Who foots the £100-£200billion bill for this railway, which won’t even run 24/7, never mind 365 days a year? Ultimately, it’s the general public – everyone from employees who pay income tax, National Insurance and VAT, to pensioners paying painful taxes as they draw their modest incomes.
Ironically, these are the same salt-of-the-earth folk who’ll be unable to use HS2 trains because fares will almost certainly be exorbitantly high. Sure, they’ll be fine for business types and politicians with generous expense accounts (ie other people’s money), but the overwhelming majority of Brits cannot each pay £1 to £2 per mile when sitting or standing on a train with HS status. Especially when the all-in cost per mile figure for a driver travelling alone in a mid-to-large car is about 50 pence per mile – or, alternatively, just 10 pence per person per mile when there are four passengers on board.
Put another way; when commuting early in the morning or late afternoon, five people travelling in a medium-sized car each pay 90-180 per cent less than they will via HS2.
No doubt about it; trains are for the minority, cars for the overwhelming majority. With this in mind, the skinny £106bn HS2 project needs to be built a tad wider, then reclassified as a 24/7/365 multi-vehicle transport corridor rather than a limited-hours railway line.
The construction workers, equipment, vehicles, access roads, building materials, cabling/electrical supplies et al are already on site, or soon will be. Therefore it’ll be comparatively inexpensive to flank each side of the railway with driving lanes (including hard shoulders) for cars, vans and trucks. Who pays?
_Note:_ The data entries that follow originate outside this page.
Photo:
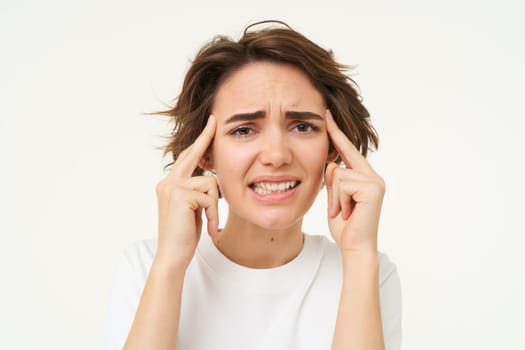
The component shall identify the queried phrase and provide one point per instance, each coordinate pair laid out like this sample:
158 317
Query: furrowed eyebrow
261 114
245 116
302 115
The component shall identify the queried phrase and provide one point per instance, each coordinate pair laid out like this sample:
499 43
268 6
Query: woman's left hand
355 195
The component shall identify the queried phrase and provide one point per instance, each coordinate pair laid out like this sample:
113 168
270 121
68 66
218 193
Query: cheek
230 160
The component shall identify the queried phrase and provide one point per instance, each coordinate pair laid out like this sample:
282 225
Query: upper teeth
264 187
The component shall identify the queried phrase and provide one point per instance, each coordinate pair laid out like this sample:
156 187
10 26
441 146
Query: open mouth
273 187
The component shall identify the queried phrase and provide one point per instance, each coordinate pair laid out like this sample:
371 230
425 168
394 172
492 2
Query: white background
442 79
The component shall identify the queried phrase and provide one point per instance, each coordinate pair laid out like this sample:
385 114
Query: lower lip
275 197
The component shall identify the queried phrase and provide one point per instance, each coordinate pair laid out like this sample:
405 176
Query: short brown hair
222 56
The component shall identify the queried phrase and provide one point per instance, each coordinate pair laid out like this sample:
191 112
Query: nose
275 150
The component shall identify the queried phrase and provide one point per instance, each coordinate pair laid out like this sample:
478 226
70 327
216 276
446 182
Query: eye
242 131
305 128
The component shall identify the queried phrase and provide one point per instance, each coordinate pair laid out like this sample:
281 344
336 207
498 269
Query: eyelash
244 131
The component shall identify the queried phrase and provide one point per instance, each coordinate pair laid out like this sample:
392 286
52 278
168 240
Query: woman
264 122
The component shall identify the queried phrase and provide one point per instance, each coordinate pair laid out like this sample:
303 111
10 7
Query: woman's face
271 144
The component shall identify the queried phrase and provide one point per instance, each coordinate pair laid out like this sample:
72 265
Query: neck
253 246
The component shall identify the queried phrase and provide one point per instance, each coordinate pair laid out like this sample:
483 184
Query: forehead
262 84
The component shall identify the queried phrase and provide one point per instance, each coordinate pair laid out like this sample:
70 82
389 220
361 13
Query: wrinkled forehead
265 85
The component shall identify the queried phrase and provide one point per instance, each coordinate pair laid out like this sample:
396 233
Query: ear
206 162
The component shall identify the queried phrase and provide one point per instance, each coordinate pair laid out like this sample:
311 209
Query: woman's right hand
181 199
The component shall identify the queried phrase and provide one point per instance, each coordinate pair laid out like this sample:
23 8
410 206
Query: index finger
190 157
346 149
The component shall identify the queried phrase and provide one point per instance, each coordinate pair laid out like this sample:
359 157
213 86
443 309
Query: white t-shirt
229 306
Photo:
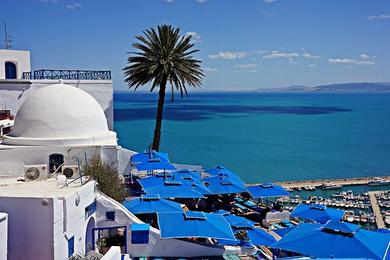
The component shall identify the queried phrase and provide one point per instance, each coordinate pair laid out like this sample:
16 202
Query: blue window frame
140 233
70 246
10 70
110 215
90 209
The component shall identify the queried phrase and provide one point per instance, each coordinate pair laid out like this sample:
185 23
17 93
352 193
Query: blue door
10 70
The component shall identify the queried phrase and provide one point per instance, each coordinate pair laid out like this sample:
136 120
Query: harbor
335 183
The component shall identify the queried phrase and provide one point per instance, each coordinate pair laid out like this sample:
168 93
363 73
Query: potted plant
245 241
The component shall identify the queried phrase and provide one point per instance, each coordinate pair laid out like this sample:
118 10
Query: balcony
67 74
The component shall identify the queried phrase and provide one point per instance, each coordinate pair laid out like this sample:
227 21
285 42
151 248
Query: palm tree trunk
159 116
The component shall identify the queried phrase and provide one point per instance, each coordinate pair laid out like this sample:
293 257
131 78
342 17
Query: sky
243 44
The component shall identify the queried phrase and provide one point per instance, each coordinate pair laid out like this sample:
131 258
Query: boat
6 121
378 182
330 186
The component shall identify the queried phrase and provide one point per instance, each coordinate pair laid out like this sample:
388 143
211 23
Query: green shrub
107 178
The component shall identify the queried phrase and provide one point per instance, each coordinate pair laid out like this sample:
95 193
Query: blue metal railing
68 74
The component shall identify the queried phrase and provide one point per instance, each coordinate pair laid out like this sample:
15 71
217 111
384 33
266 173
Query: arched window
10 70
56 160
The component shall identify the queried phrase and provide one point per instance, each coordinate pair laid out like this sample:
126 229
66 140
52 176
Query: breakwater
341 181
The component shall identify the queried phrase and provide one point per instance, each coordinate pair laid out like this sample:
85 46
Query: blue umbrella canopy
316 212
194 224
267 190
225 185
154 164
335 239
174 191
149 154
151 160
257 236
151 204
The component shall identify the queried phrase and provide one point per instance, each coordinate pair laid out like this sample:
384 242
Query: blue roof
225 185
140 227
283 231
259 237
267 190
174 185
194 224
222 172
151 204
315 212
316 240
236 221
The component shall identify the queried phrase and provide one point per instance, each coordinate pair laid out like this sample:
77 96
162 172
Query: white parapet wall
20 58
3 235
156 247
14 92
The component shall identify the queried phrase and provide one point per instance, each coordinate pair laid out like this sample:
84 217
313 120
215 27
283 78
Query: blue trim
90 209
105 228
71 246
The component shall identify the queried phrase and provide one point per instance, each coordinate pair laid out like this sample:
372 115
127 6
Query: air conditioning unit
35 172
71 171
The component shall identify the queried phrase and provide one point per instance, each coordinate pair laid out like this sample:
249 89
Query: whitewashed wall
14 92
19 57
3 235
30 228
69 221
13 160
156 246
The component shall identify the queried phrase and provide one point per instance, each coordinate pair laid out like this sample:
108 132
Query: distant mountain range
362 87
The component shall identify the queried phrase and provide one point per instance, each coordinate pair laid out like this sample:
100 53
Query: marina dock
375 208
343 182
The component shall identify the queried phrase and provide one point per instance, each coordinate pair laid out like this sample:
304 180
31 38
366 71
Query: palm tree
163 56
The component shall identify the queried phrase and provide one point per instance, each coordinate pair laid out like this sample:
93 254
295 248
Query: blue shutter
140 233
70 246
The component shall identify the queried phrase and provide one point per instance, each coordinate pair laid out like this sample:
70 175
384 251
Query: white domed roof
59 112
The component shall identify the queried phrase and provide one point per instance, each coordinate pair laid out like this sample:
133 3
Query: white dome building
60 115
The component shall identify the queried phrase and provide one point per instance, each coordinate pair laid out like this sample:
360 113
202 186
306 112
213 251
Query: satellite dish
32 173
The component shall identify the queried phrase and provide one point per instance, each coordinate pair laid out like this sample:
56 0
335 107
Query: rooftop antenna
8 39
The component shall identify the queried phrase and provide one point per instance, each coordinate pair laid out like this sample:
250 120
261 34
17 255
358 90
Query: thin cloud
49 1
74 6
291 61
245 66
350 61
366 56
195 37
278 54
229 55
208 69
310 56
379 17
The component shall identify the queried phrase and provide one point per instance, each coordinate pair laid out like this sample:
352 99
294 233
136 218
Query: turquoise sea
266 137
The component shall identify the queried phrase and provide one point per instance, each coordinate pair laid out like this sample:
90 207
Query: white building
3 235
13 63
56 127
18 81
62 127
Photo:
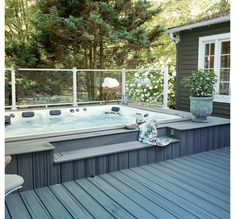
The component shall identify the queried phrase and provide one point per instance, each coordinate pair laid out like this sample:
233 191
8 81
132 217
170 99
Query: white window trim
216 39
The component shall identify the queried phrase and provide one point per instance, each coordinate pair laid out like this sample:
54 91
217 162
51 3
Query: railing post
124 96
165 88
13 89
74 86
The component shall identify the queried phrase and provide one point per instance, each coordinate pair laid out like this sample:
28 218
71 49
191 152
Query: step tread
102 150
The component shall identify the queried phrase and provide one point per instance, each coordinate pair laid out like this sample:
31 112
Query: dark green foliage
201 83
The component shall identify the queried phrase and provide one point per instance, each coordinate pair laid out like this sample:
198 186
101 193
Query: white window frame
217 39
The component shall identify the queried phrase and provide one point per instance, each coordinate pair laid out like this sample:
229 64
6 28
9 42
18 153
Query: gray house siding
187 61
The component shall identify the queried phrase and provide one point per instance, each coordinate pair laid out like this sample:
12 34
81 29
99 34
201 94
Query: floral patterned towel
148 134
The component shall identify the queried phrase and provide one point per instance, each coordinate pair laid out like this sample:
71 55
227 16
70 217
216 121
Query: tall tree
96 34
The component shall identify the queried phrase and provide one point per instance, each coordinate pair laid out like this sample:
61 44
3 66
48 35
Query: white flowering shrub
145 86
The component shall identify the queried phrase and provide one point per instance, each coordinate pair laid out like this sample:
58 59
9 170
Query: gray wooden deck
195 186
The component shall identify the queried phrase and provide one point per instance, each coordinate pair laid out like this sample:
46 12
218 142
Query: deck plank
205 204
174 207
220 164
212 158
185 173
199 167
16 207
196 170
107 202
96 210
69 202
174 197
53 205
7 215
34 205
117 196
136 197
193 186
209 167
218 155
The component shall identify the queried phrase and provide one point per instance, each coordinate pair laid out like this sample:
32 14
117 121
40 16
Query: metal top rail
74 70
87 70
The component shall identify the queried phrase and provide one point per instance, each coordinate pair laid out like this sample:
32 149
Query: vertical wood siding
187 61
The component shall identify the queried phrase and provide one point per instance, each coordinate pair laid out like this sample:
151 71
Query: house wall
187 61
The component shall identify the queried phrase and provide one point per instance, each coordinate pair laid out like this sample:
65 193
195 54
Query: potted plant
202 88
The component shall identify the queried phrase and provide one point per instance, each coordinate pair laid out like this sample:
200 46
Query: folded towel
148 134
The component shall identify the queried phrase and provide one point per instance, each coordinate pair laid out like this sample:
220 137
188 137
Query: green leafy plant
201 83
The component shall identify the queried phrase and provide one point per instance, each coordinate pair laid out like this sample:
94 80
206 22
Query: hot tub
62 121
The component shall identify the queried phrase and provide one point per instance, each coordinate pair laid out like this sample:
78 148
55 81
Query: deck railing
122 73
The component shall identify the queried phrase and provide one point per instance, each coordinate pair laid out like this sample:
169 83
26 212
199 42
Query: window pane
224 82
225 47
207 49
206 65
211 63
224 75
225 61
224 88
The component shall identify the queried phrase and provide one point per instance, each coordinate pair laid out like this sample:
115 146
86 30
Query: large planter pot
201 107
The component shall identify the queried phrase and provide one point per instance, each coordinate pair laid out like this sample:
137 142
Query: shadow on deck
195 186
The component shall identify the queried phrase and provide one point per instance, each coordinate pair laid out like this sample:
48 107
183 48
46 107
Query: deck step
85 153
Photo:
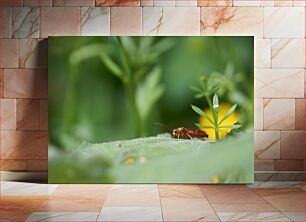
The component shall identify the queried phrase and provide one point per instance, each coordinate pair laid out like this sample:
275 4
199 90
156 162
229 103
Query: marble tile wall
280 83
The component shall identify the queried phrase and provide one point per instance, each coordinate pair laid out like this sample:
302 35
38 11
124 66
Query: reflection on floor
262 201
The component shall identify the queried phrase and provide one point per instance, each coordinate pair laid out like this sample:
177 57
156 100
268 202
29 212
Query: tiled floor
262 201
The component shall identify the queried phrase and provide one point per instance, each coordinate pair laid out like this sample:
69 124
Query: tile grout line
209 203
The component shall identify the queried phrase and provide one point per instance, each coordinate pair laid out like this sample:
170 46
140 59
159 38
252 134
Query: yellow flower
215 179
129 160
231 120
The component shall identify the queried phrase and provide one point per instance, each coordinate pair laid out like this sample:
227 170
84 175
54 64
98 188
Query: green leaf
111 65
204 126
201 113
228 113
236 126
149 92
215 102
87 52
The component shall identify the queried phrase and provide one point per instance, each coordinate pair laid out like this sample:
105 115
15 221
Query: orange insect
188 133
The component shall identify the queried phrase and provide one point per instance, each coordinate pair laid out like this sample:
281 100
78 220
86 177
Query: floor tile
63 216
277 184
130 214
187 209
191 191
295 216
71 204
267 216
264 207
9 188
133 196
230 194
14 208
288 203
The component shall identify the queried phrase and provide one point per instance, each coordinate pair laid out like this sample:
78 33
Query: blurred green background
97 83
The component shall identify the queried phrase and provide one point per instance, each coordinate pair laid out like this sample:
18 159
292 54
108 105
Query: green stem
135 113
131 88
216 112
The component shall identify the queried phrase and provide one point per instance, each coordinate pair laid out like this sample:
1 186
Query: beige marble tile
263 207
63 216
300 114
8 114
262 53
279 3
292 144
283 50
305 82
13 165
25 22
279 83
71 204
267 144
258 114
52 16
171 21
278 19
263 165
122 26
230 194
219 3
289 165
90 191
27 114
37 2
8 53
232 21
43 114
186 3
163 3
187 209
33 53
279 114
130 214
133 196
247 3
5 3
254 216
95 21
1 83
25 83
146 2
5 22
73 2
184 191
125 3
24 145
37 165
299 3
266 3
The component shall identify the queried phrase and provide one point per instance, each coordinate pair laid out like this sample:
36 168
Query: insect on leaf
215 101
228 113
201 113
236 126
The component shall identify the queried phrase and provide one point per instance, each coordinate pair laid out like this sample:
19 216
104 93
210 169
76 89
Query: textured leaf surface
159 159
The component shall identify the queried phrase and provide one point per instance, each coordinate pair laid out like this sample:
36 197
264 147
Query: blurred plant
134 61
216 120
228 86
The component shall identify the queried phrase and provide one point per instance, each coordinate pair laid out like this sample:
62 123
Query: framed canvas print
151 109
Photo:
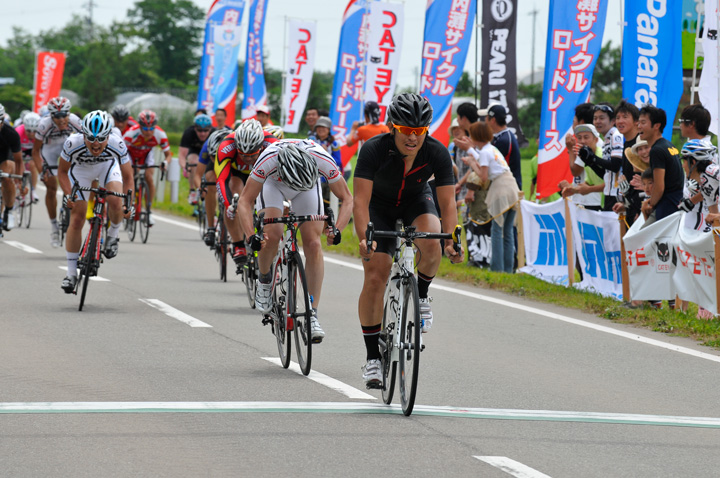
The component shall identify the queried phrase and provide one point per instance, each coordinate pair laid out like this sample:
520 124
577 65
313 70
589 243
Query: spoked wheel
410 346
281 324
299 309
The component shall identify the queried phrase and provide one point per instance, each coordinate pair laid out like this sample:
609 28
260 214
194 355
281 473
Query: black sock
423 284
371 334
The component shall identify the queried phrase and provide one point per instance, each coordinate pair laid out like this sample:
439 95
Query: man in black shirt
390 183
668 175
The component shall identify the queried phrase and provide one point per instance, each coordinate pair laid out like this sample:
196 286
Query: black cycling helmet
409 109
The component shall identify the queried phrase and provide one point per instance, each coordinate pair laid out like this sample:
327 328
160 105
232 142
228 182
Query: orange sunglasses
407 130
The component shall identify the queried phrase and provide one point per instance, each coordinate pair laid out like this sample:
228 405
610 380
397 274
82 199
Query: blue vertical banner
219 65
651 67
254 91
575 31
448 29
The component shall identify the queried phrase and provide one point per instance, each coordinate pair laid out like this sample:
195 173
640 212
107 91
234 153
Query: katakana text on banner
575 31
651 66
254 91
49 68
218 67
448 28
299 72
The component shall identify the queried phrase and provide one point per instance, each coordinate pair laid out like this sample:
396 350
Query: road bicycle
400 331
90 254
291 310
141 218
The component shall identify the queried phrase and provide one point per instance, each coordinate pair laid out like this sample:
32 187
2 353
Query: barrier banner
575 35
383 54
545 244
254 91
218 67
299 72
448 28
596 238
346 106
651 67
49 68
651 257
499 70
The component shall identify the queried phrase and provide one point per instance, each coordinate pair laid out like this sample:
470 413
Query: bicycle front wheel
301 313
409 345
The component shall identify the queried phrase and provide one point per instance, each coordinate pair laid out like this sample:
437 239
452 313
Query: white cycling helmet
97 125
249 136
297 168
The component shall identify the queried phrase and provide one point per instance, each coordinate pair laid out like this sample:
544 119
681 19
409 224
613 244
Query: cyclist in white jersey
289 170
94 155
50 136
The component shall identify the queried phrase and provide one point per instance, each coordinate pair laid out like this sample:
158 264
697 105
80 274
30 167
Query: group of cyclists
266 171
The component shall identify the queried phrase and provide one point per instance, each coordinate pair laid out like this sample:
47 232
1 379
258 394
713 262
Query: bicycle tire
410 337
301 312
88 260
282 334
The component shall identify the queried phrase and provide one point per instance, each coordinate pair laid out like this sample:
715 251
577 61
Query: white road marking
512 467
174 313
563 318
329 382
96 278
23 247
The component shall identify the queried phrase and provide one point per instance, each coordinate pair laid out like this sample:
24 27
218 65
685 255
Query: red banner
49 69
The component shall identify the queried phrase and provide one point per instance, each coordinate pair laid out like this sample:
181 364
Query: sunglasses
407 130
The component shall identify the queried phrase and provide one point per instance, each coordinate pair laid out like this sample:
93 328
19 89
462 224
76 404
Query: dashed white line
322 379
174 313
512 467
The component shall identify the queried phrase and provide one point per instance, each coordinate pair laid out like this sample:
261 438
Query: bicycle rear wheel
410 345
299 309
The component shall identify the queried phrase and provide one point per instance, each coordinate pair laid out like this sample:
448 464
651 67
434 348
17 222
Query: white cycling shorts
303 202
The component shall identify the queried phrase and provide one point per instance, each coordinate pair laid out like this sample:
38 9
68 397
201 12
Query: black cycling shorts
384 218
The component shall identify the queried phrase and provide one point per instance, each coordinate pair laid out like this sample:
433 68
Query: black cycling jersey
381 162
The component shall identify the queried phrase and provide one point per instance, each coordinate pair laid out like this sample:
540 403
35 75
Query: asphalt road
507 387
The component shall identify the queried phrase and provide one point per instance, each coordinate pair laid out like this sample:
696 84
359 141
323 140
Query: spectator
668 177
502 196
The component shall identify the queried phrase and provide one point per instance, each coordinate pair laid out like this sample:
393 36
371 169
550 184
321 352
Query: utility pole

We, the circa 40 million vehicle owners and drivers do – via the £60billion we hand over every year to HM Treasury in road-user taxation.
The undeniable, under-reported truth is this: even after building the occasional new road and ‘maintaining’ the existing, crumbling network, the UK Government makes a fat annual profit from drivers and their lucrative road-user taxes. Yet, at the same time, it loses countless billions yearly courtesy of the railways and the people who ride them.
So car drivers are wholly unsubsidised and massively profitable for The Treasury, while rail passengers are massively subsidised and wholly unprofitable. Yet we get handed back next to nowt, while they get a new, £100bn-plus railway. Work that one out, if you dare.